Features

Impact assessments

Pre-deployment Consumer Duty evidence for every AI use case — signed off by a named senior and anchored to the immutable ledger.

Before a new AI use case starts producing customer-facing advice, the firm files an impact assessment against Bedrock's Consumer Duty template. The assessment walks each of the four PRIN 2A outcomes — products & services, price & value, consumer understanding, and consumer support — and records a risk rating and a narrative per outcome. A named senior (lead reviewer or firm admin) then approves or rejects the draft. The approval snapshot is hashed and anchored to the immutable ledger as the IMPACT_ASSESSMENT_APPROVED event, so the firm can evidence to the FCA that the use case was scrutinised before it went live.

What an impact assessment contains

  • Use case — a short title (e.g. "GPT-4 fact-find summariser").
  • Description — where in the workflow the AI runs and what it does.
  • Model provider & version — optional, but required if you want the firm's enforcement gate (see below) to tie jobs back to this assessment.
  • Four outcome responses, one per PRIN 2A outcome:
    • products_services — target market fit, product governance alignment, guardrails against mis-alignment.
    • price_value — whether the AI element changes cost structure or fair-value assessment.
    • consumer_understanding — whether clients are told about the AI, and how its role is explained.
    • consumer_support — escalation paths, additional support for vulnerable customers, post-deployment monitoring.
    Each outcome captures structured responses to template questions plus a free-form narrative and a LOW / MEDIUM / HIGH risk rating.
  • Sign-off — named approver (must be LEAD_REVIEWER or FIRM_ADMIN), role, and timestamp. The approval event is signed with the firm's ECDSA P-256 ledger key.

Lifecycle

Assessments move through an explicit status graph:

  1. DRAFT — author drafts the content, can edit freely.
  2. PENDING_SIGNOFF — submitted for senior review. Still editable.
  3. APPROVED — senior has signed off. Anchored to the ledger. Immutable from this point — further edits require a new draft.
  4. REJECTED — sent back to draft.
  5. SUPERSEDED — explicitly retired by a newer assessment covering the same use case.

Invalid transitions (e.g. APPROVED → DRAFT) return 409 CONFLICT. Senior sign-off is always performed by an authenticated user — API keys cannot approve assessments.
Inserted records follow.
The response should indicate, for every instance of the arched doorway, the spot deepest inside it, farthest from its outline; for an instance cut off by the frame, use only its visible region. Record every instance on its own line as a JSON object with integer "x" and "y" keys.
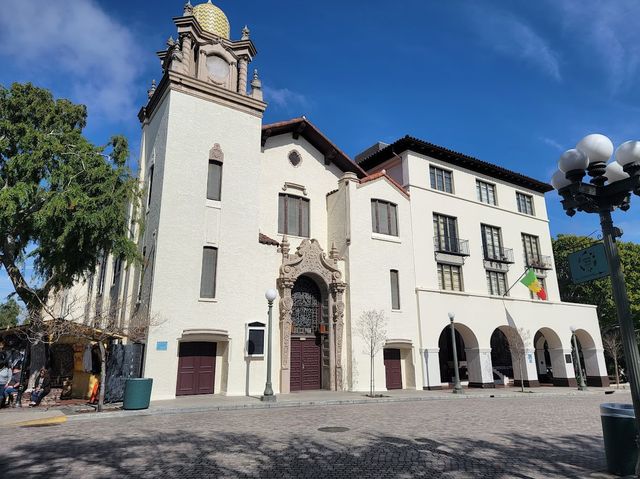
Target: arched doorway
{"x": 501, "y": 359}
{"x": 308, "y": 335}
{"x": 591, "y": 360}
{"x": 465, "y": 343}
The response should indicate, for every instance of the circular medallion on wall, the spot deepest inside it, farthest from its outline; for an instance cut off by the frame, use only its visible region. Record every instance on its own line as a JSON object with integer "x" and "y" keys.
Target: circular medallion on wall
{"x": 294, "y": 158}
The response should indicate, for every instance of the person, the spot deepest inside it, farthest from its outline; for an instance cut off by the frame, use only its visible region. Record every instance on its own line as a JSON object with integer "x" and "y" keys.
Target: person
{"x": 41, "y": 388}
{"x": 5, "y": 377}
{"x": 13, "y": 385}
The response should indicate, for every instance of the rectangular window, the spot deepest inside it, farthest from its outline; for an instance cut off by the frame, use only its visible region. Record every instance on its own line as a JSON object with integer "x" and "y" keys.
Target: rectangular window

Enforcement on job submission

Firms have a boolean setting enforceImpactAssessments (defaults to true). When it's on, any job submitted to POST /v1/principal/jobs that declares a modelProvider and modelVersion must have at least one APPROVED impact assessment with the same provider/version on file. If there isn't one, the submission returns:

curl
409 Conflict
{
  "error": "IMPACT_ASSESSMENT_REQUIRED",
  "message": "No approved impact assessment for openai gpt-4o-2024-08-06. …",
  "details": {
    "modelProvider": "openai",
    "modelVersion": "gpt-4o-2024-08-06"
  }
}

Jobs that don't declare a model are allowed through regardless — there's nothing to match against. Firms that want to disable the gate (e.g. during an initial backfill window) can:

curl
PATCH /v1/firm/me/settings
{ "enforceImpactAssessments": false }

Toggling the gate is itself a compliance-relevant change, so the PATCH emits a FIRM_SETTINGS_UPDATED ledger event carrying the field-level diff and the authenticated actor (user or API key). An auditor reviewing jobs submitted during a gate-off window can follow this trail to see exactly when the enforcement was disabled, by whom, and when it came back on.

Evidence produced

  • IMPACT_ASSESSMENT_APPROVED ledger event on senior sign-off, containing a hashed snapshot of the approved outcomes, template version, model provider/version, and signer identity.
  • FIRM_SETTINGS_UPDATED ledger event whenever enforceImpactAssessments is toggled, carrying the field-level diff and the actor.
  • Both events are signed with the firm's ECDSA P-256 ledger key over the canonical JSON of the snapshot — verifiable via POST /v1/internal/verify-signature.

FCA mapping

  • PRIN 2A — the four Consumer Duty outcomes the template explicitly covers.
  • SYSC 7.1 — risk control and governance over automated decisioning.